A few years ago I discovered a service called Transferwise. It matches up two sides of a foreign exchange transaction, so say you want to exchange Pounds for Dollars, it matches you up with someone, or a few people, who want Pounds and have Dollars. Instead of paying bank large commissions on the currency exchange, they take a small cut for making the match.
This isn’t an ad for Transferwise, but the point is, matching people who want to make a trade enables cheap commerce and increases the standard of living. Establishments can either be large clearing houses, taking all offers against themselves, or they can simply match people and not take on any financial risks directly. We are seeing this in the monetary sphere with Bitcoin and Bitgold, where two parties can exchange directly without a bank. We are seeing it in Forex with Transferwise. And we are seeing it in betting with exchanges.
What is a bookmaker if not a bank for punters? That is what it is. But since Betfair came along, quite aptly named, betting banks no longer have a monopoly on the industry, just like when Transferwise came along, banks proper lost their monopoly on currency exchange.

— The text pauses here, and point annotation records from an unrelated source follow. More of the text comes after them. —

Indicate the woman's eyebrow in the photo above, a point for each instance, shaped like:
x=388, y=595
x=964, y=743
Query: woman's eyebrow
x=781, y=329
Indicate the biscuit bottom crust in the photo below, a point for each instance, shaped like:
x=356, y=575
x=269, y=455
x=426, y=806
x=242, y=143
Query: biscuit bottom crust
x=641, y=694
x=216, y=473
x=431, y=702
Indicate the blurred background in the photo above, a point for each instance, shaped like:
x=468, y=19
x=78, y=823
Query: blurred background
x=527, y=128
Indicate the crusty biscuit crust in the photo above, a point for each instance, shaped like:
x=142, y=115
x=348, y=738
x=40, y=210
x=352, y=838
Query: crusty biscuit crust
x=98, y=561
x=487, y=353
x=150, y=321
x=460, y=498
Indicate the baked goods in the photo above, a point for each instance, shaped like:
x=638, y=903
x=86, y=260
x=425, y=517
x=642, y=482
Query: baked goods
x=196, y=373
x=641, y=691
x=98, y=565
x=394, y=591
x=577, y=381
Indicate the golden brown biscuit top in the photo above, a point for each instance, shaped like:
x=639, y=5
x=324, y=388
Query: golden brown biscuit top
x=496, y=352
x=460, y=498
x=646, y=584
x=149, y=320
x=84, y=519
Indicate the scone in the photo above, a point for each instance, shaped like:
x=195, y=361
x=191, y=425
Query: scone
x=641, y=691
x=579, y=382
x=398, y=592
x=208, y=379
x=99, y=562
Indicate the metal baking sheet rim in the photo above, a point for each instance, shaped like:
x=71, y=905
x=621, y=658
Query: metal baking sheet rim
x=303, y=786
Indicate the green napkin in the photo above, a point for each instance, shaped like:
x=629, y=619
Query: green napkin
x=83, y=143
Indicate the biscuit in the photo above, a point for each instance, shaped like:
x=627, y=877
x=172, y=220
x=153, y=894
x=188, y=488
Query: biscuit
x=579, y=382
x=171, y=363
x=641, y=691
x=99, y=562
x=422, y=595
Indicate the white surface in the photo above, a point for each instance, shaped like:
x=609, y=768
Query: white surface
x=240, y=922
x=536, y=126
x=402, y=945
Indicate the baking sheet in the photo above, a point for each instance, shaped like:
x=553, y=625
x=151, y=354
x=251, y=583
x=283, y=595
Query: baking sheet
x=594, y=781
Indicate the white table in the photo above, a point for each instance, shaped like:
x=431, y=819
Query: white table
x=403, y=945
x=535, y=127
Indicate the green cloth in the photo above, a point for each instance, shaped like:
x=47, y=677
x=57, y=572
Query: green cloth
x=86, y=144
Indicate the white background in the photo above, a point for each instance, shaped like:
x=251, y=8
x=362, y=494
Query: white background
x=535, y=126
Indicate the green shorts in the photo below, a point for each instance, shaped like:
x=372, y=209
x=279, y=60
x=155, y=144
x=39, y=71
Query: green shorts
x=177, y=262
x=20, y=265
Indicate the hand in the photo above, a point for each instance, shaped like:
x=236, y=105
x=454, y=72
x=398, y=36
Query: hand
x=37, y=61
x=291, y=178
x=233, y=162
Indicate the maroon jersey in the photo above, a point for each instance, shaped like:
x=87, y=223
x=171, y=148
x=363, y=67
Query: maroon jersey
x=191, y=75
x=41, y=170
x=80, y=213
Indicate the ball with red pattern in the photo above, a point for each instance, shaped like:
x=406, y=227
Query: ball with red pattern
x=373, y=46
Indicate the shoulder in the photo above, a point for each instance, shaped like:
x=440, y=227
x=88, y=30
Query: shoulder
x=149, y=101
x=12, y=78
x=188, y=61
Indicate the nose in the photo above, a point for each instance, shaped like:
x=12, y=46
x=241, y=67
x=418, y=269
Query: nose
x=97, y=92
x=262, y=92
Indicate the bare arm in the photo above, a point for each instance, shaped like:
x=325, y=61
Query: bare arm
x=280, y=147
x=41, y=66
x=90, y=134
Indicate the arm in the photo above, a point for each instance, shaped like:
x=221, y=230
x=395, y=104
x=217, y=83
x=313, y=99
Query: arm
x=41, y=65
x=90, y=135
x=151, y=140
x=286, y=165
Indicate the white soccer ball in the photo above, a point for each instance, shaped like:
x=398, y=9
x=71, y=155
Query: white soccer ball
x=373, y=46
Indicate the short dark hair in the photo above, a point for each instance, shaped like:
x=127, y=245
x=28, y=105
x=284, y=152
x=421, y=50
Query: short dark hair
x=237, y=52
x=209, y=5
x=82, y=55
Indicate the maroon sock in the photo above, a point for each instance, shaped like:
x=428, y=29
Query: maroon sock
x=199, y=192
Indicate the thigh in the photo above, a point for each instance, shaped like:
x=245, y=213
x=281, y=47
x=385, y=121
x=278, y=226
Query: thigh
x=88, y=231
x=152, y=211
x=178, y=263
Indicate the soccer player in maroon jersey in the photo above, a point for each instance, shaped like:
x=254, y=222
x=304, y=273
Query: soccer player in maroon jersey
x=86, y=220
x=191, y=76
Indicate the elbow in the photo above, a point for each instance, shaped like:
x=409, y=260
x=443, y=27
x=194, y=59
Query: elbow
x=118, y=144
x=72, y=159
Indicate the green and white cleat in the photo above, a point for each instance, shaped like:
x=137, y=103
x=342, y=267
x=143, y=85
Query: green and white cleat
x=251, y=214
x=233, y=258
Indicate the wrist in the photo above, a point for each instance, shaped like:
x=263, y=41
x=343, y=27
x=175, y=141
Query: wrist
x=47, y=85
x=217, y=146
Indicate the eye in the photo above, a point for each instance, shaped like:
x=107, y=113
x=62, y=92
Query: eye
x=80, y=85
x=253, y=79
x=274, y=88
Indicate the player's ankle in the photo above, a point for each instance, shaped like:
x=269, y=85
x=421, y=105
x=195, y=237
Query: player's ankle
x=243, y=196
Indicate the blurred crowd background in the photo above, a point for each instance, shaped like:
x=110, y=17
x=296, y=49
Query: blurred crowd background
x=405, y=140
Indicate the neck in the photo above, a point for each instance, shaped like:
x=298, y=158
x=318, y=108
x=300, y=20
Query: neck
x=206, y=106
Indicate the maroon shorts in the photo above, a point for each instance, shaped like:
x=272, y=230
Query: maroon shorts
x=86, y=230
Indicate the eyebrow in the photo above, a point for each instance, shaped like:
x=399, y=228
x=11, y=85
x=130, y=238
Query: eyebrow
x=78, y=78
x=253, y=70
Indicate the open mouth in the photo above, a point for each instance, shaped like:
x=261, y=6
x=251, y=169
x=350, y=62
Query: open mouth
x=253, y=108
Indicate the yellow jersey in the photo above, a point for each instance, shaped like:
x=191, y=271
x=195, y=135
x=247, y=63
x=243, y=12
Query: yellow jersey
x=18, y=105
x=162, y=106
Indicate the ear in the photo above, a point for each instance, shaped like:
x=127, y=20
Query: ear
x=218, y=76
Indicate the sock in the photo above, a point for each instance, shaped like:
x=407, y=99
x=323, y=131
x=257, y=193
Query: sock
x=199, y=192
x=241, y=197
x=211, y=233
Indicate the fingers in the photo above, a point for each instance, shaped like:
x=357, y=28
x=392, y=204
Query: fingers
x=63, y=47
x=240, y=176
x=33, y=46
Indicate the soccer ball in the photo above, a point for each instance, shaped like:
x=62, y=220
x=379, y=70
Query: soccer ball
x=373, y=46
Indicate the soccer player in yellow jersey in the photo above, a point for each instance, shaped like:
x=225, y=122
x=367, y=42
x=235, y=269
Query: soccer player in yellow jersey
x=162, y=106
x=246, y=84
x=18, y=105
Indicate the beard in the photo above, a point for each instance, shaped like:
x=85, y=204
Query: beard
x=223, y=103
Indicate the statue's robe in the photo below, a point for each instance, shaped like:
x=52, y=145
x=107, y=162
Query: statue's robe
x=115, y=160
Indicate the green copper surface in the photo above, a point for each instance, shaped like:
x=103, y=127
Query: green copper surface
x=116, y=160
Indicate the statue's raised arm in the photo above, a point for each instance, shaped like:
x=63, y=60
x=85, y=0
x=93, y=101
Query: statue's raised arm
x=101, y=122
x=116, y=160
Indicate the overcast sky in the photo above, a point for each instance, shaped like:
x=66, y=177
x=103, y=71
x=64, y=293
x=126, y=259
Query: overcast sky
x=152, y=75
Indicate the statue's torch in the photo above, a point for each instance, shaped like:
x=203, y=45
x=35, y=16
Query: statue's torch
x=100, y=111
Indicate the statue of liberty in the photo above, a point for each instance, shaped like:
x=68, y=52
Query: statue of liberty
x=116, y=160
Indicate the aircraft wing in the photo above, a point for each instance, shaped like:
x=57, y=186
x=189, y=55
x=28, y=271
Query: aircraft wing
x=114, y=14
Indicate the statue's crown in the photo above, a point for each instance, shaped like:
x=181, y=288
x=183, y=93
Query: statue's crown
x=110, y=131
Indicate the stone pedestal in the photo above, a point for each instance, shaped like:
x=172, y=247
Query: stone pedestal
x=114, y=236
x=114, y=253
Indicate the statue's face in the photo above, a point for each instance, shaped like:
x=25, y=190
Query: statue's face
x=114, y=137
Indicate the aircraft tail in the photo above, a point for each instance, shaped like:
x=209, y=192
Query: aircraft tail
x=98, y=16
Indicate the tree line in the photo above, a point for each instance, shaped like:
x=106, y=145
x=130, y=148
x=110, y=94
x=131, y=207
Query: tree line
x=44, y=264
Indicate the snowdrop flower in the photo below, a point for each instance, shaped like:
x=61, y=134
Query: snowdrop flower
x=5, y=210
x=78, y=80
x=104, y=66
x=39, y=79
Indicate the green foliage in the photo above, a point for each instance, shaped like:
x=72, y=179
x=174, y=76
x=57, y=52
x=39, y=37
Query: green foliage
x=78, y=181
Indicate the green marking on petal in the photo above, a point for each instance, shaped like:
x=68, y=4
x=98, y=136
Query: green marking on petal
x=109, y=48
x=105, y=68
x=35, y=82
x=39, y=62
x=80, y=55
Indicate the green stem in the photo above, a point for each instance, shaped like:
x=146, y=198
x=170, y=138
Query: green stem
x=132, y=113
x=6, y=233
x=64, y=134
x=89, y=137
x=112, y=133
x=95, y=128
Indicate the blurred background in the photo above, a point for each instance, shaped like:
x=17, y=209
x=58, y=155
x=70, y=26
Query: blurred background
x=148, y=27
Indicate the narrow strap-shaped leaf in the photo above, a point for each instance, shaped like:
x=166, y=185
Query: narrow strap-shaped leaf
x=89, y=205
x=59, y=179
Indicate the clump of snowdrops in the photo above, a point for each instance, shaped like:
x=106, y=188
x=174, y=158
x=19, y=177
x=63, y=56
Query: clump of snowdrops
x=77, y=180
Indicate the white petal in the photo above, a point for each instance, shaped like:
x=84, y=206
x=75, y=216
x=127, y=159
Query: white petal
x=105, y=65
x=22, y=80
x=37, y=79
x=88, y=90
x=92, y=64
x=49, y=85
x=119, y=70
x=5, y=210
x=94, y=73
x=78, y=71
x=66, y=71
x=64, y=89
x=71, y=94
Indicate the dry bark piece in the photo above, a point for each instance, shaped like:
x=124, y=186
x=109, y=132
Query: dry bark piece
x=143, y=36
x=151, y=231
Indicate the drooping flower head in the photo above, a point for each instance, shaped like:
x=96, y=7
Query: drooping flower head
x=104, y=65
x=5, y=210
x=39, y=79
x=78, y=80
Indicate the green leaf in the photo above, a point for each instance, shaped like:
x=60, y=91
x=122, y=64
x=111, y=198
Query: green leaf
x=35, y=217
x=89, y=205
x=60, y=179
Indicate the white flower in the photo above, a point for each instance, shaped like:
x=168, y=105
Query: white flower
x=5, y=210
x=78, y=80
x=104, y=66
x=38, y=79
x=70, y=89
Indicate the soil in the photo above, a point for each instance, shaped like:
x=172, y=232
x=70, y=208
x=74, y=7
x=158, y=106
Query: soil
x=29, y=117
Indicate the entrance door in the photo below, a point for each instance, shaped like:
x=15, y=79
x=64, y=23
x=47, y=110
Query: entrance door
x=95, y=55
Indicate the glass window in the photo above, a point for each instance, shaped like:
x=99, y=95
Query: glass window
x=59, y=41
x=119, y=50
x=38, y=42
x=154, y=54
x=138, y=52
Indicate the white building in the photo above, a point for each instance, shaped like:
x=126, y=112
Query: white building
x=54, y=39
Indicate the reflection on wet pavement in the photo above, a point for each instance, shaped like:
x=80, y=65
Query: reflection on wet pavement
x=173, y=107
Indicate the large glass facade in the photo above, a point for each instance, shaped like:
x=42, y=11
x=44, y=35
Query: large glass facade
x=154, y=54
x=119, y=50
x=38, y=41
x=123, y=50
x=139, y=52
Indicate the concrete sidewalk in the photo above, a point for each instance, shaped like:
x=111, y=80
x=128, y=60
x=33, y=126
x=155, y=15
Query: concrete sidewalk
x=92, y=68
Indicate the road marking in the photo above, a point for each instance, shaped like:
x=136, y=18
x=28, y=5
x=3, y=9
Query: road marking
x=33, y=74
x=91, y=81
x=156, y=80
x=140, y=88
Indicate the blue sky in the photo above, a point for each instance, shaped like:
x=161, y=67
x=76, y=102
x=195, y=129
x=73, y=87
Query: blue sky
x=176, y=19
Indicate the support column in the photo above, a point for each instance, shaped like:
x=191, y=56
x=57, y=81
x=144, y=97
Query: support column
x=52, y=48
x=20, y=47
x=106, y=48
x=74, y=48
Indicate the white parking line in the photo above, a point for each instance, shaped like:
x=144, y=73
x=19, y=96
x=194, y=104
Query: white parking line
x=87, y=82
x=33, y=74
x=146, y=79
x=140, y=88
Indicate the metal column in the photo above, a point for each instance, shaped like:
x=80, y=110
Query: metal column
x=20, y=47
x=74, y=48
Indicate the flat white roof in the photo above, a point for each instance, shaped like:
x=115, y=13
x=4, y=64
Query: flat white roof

Last week I covered the top three defensive gaming stocks. It included Paddy Power as #2. I had no idea that only one day after that article was published, Paddy Power would confirm a merger agreement in principle with Betfair, and Paddy would rise 24%. Betfair is also up about 23% on the news. The fact that both companies have skyrocketed on the news of a potential merger is evidence that it really is a synergistic move if it does indeed go through. Usually with these types of mergers involving two public companies, the more highly leveraged company loses value and the smaller one that is being acquired gains in a sort of equity balancing act. In this case, both gained, thanks partly to the fact that neither is leveraged at all, indicating that the whole is greater than the sum of its parts.